How do you pay TCS on foreign remittances?
TCS of 5% is deducted only on the amount above 7 lakhs. For instance, if you remit Rs 20 lakh in FY 2021, 5% will be calculated on the amount exceeding the existing threshold i.e. 13 lakhs. Hence, Rs 65,000 will be deducted as TCS.
What is the TCS on foreign remittances?
TCS is being collected at a rate of 5% (if a buyer produces a PAN card, or else a rate of 10%) on the amount in excess of Rs. 7 lakh within a financial year from 1st October 2020 as per the section 206C of the Income-tax Act, 1961. However, in case of any money being remitted towards repayment of a loan taken from a bank for the purpose of funding education the TCS on the same is at a rate of 0.5%.
How do I save TCS on foreign remittances?

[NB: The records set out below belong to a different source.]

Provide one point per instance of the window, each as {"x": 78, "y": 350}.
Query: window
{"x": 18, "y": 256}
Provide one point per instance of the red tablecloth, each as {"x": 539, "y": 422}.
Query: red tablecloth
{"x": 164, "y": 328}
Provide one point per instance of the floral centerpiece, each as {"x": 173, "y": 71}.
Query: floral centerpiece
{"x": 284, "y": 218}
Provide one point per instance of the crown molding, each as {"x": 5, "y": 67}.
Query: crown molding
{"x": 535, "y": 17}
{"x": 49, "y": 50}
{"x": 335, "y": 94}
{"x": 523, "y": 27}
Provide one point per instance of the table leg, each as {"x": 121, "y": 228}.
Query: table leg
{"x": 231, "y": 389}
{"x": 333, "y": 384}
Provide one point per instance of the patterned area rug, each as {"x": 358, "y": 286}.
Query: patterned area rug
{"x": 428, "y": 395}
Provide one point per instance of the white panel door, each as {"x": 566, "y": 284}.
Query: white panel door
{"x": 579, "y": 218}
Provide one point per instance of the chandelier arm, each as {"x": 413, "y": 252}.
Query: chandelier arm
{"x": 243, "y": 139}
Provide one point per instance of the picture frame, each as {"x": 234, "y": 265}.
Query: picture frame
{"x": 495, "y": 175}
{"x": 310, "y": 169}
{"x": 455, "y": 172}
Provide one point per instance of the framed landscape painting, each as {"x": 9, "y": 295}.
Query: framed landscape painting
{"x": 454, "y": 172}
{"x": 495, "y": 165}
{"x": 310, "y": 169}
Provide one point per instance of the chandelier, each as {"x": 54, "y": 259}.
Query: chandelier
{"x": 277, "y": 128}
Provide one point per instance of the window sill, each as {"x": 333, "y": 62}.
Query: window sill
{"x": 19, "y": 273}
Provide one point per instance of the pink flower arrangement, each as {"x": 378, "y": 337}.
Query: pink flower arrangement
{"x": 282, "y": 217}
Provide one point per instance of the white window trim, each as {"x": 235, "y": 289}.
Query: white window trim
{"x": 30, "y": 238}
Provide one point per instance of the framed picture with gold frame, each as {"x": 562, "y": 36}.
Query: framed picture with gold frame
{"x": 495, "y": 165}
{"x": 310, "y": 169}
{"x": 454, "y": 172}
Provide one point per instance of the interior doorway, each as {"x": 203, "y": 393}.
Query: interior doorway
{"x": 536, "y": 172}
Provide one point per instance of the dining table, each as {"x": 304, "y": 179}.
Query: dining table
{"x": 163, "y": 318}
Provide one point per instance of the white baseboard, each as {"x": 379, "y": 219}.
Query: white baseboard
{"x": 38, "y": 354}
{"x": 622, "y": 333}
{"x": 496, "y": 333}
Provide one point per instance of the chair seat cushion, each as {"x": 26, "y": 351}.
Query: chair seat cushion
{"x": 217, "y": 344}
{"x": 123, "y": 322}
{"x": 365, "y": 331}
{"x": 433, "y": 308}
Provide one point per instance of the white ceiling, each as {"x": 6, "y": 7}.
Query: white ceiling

Just like the Input tax credit in the case of GST, people can also claim credit for Tax collected by the Bank while filing their income tax returns.
Whereas, NRIs can also easily remit their earnings from India using their NRO account as TCS is not applicable on money remitted by NRIs from their NRO account to NRE/ foreign account.
What is foreign exchange remittance?
In October 2020, a TCS deduction on foreign remittances made through the Liberalized Remittance Scheme (LRS) route was introduced. Under this, all resident Indians can do any such financial transactions which involve sending money outside the country under LRS provided that the amount is less than the minimum exemption amount up to which foreign remittances are permitted without any tax liability. However, beyond the said amount transferred in remittances in one financial year, any more funds sent outside the country under LRS are subject to a TCS deduction.